If you start with dried chickpeas, the liquid from cooking the beans will provide a flavorful broth for the soup. I always make a big pot when I cook dried beans. The beans cook more evenly, and the extras freeze beautifully for future use. If you are using canned chickpeas, you can substitute a homemade or commercial vegetable or chicken broth for the bean broth.
Ingredients: 1 1/4 cups dried chickpeas (you will need 2 to 2 1/2 cups cooked chickpeas, freshly cooked or canned), 1 sprig fresh rosemary, 2 bay leaves, 1 small dried red chile, 4 cloves unpeeled garlic, 3 Tbs olive oil, 1 cup finely chopped onion, 1/4 tsp red chile flakes, 2 Tbs minced garlic, 1 8-oz bunch kale (about 7-8 cups chopped), 1/2 cup chopped sundried tomatoes, 3 to 4 cups bean broth or vegetable/chicken stock, salt and freshly ground black pepper, grated pecorino-Romano for serving
Chile-Herb Oil: 4 Tbs olive oil 2 minced garlic cloves, 1 tsp red chile flakes, 2 tsp finely chopped fresh rosemary, 1 tsp finely chopped fresh thyme… (Or 2 tsp Rachel’s Sicilian herb salt with sundried tomatoes, smoked chiles, onion, garlic, and rosemary) Mash the garlic into a paste with a pinch of sea salt with a mortar and pestle. Add the chile and fresh herbs and crush with the pestle. Whisk in the olive oil and allow to sit 1 hour.
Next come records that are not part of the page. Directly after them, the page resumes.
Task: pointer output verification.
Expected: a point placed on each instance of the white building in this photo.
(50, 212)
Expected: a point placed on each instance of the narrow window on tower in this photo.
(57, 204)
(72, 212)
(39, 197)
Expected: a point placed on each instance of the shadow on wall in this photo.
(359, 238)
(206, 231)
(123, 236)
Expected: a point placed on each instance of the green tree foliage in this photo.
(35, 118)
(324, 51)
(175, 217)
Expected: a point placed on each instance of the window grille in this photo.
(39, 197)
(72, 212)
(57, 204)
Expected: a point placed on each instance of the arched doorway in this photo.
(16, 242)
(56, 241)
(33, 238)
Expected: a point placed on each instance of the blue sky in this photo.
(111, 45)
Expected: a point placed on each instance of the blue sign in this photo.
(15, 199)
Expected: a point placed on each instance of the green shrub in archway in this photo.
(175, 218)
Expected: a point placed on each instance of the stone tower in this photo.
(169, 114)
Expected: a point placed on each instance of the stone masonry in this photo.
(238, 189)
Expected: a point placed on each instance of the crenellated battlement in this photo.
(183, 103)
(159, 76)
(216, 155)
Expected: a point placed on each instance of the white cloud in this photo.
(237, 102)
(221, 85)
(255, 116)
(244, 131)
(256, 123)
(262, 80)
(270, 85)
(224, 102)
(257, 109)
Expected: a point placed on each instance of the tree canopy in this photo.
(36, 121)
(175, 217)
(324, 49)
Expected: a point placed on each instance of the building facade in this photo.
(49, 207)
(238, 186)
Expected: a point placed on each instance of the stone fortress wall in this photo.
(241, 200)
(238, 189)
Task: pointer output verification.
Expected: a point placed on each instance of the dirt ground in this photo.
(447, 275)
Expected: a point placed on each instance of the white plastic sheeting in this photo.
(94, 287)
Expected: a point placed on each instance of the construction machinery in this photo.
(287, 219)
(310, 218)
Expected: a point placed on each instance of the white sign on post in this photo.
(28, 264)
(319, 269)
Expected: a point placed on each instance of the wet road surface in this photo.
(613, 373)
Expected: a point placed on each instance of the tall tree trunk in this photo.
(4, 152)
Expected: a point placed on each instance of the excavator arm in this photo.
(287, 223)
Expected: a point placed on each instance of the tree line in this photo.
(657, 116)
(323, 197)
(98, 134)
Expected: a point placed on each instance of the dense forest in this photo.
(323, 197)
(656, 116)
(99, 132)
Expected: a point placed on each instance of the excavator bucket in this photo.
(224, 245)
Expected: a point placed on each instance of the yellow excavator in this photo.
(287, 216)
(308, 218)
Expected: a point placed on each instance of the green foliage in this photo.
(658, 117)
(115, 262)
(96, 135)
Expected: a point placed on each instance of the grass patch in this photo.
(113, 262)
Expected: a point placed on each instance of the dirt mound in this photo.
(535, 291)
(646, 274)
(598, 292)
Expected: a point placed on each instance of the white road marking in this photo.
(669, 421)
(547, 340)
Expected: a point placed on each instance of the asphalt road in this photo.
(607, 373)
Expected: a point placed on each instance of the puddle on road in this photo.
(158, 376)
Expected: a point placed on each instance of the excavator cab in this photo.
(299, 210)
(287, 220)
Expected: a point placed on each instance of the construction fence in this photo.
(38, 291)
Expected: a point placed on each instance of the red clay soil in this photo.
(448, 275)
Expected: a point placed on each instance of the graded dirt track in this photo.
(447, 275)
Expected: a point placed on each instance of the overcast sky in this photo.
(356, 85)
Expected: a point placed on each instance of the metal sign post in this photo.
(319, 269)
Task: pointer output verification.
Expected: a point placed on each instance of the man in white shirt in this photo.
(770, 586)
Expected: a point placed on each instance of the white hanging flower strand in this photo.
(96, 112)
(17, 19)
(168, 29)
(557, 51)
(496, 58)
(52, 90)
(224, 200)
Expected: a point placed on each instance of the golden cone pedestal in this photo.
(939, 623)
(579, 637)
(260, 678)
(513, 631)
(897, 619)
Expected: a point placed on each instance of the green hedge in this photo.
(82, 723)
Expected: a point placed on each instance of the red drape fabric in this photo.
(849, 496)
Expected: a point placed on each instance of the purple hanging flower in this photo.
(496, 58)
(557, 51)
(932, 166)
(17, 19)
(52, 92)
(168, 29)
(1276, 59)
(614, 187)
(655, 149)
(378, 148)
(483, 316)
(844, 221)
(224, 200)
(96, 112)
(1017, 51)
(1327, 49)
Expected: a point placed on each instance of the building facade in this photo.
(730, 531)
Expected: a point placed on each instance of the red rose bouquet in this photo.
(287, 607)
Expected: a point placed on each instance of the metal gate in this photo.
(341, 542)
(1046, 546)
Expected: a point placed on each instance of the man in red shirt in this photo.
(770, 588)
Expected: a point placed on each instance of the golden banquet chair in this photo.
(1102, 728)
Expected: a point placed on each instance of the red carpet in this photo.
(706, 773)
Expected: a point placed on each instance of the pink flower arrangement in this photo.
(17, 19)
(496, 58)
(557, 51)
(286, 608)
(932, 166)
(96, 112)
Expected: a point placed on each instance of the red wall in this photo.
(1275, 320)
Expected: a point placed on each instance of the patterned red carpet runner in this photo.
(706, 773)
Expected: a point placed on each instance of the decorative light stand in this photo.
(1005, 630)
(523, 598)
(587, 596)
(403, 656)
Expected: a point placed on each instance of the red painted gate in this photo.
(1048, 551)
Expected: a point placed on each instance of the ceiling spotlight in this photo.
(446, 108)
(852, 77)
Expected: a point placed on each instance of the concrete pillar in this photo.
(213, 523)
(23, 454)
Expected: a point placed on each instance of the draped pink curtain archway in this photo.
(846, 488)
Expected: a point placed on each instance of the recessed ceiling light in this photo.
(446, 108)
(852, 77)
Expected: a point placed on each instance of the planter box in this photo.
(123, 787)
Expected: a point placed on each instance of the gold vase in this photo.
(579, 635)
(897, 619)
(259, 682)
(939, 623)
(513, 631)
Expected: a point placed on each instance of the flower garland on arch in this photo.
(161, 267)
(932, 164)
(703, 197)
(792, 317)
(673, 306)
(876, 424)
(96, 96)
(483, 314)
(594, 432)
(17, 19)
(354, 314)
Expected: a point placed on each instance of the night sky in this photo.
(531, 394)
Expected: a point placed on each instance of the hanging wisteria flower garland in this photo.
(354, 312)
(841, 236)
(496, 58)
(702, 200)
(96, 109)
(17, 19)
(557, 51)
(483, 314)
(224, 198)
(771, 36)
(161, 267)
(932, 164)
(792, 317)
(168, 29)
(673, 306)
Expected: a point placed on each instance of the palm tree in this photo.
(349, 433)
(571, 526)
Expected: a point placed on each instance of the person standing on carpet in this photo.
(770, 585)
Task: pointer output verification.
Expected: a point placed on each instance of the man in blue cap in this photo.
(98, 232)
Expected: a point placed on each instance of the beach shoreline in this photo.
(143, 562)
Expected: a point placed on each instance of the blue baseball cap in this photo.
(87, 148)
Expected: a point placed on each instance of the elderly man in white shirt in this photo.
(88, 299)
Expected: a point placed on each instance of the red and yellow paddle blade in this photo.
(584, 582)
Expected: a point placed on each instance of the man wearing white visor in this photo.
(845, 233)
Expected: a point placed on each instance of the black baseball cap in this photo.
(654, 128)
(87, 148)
To cook dried chickpeas, start a day ahead. Rinse the beans and pick through them for small rocks. Put the beans in a pot with 1/2 tsp baking soda and add at least 2 qts water to cover. Soak them 12 to 14 hours.
Drain the soaked beans, rinse well, and put them in a large pot with 8 cups fresh water. Bring to a boil and skim off any bean froth that rises to the surface. Reduce the heat to maintain a simmer and add the bay leaves, rosemary, dried chile, and whole garlic cloves. Simmer about 1 hour, or until the chickpeas are tender but not beginning to fall apart. Stir in 1 1/2 tsp sea salt and turn off the heat. Remove the rosemary, bay leaves and whole garlic from the pot. Discard the herbs and squeeze the garlic cloves into the pot.
While the beans are cooking, strip the kale leaves off the stems and cut them into thin strips. Wash and drain. Warm the olive oil in a saucepan or Dutch oven. Stir in the onion and cook 8 to 10 minutes, until soft and translucent. Add the minced garlic and chile flakes and cook 1 minute. Add 3 cups bean broth or other liquid and bring to a simmer. Add the chopped tomatoes and kale leaves; stir to combine. Cover and simmer 10 to 15 minutes, until the kale is tender.
Set 1/2 cup cooked chickpeas aside. Add 1 1/2 cups cooked chickpeas ( if you are using canned chickpeas, add beans and their liquid) to the kale broth and simmer an additional 5 to 10 minutes. Use an immersion blender, food mill, or regular blender (be careful with hot liquid!) to puree the soup in batches. Add more beans if it is too thin, more broth or water if it is too thick. Season with salt, pepper, or red chile to your taste. Re-warm the soup if needed. Stir the reserved chickpeas back into the soup, or scatter them on top.
I like to toast the whole chickpeas in a skillet with a little herb-chile oil before scattering them over the top of the soup. If you are making croutons, you can toast them in the oven. Serve the soup with toasted bread or croutons and a bowl of freshly grated pecorino- Romano cheese. Drizzle with chile-herb oil, or perhaps a squeeze of fresh lemon.